One of the easiest ways to help your family eat healthier is by subtly adding more veggies into the meals you prepare. These days, there’s a healthier alternative to just about every meal you can think of. Does your family love mashed potatoes? Try incorporating some mashed cauliflower. Is your house filled with pasta fans? Throw in some spiralized zucchini with your spaghetti noodles. The opportunities are endless; you might be surprised by what your kids end up loving.
- Create a balance between healthy and treat foods.
Depriving kids of sweets and treats 100% of the time can harbor a poor idea of what a balanced diet looks like. There is room in every healthy lifestyle for the occasional treat. Try to practice this mentality with your kids by offering them a treat when they least expect it. Avoid using treats as a reward, though; rather, show that cookies and chips belong in any diet at any time, as long as they’re eaten in moderation.
- Short on time? Try a meal kit delivery.
If you love the idea of cooking but simply don’t have the time to create a meal plan and shop for yourself, look into home meal kit deliveries like Home Chef, Blue Apron, and EveryPlate. You choose the meals you want ahead of time, and they arrive at your house weekly.

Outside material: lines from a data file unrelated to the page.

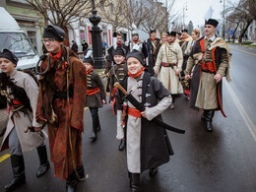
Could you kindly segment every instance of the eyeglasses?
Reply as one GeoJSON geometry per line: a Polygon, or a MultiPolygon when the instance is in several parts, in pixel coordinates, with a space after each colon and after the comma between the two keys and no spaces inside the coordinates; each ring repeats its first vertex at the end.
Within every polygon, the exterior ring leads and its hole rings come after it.
{"type": "Polygon", "coordinates": [[[49,43],[51,43],[51,42],[53,42],[55,39],[54,38],[48,38],[48,39],[43,39],[43,40],[41,40],[41,43],[46,43],[46,42],[49,42],[49,43]]]}

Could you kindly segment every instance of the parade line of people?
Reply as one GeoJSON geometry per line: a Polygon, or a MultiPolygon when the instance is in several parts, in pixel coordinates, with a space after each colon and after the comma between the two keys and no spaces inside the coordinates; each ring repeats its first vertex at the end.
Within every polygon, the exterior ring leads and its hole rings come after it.
{"type": "MultiPolygon", "coordinates": [[[[16,189],[26,182],[23,154],[36,148],[39,167],[36,176],[49,169],[66,180],[66,191],[76,191],[77,182],[85,179],[82,163],[84,107],[93,119],[90,139],[96,142],[100,131],[98,108],[109,103],[116,115],[116,138],[119,151],[126,149],[127,170],[131,191],[141,191],[140,174],[169,161],[173,155],[166,130],[184,133],[162,122],[161,113],[174,109],[177,95],[185,94],[190,107],[204,112],[206,131],[213,131],[213,117],[222,107],[222,80],[231,81],[231,53],[225,41],[216,35],[218,21],[205,23],[205,36],[197,29],[192,36],[183,30],[166,32],[158,38],[152,30],[147,43],[132,32],[129,45],[116,42],[106,52],[106,88],[94,71],[95,61],[89,51],[80,61],[74,50],[64,45],[65,32],[47,26],[42,43],[48,54],[40,57],[39,80],[33,74],[17,70],[18,57],[10,50],[0,52],[0,90],[7,98],[9,114],[2,134],[1,152],[9,149],[14,179],[4,186],[16,189]],[[44,127],[47,126],[47,133],[44,127]],[[48,138],[48,160],[44,140],[48,138]]],[[[75,42],[74,42],[75,43],[75,42]]]]}

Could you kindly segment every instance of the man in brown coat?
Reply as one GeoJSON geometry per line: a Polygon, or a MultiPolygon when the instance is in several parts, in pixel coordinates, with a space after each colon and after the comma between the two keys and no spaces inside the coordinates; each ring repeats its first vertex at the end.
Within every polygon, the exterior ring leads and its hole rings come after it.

Each meal comes with pre-portioned ingredients and recipe cards, so you have everything you need to cook a nutritious meal at home.
- Need a healthy meal last minute? Check the grab-and-go section at the grocery store.
No matter how much you prepare, there will always be nights where the fridge is empty, but you still want to put a balanced meal on the table. This is where the prepared foods section of your grocery store comes in. You won’t have to hike through the aisles to hunt down multiple ingredients. Typically set up by the produce area, the grab-and-go section will have prepared meals made with fresh ingredients that you can grab and throw in the oven at home. Opt for options that reflect Harvard’s Healthy Eating Plate: veggies, protein, and healthy carbs/fats.
At first, healthy eating at home can seem intimidating, expensive, and time-consuming. But by adopting the tips and ideas from this guide to fit your lifestyle, you’ll be the queen or king of healthy eating at home in no time.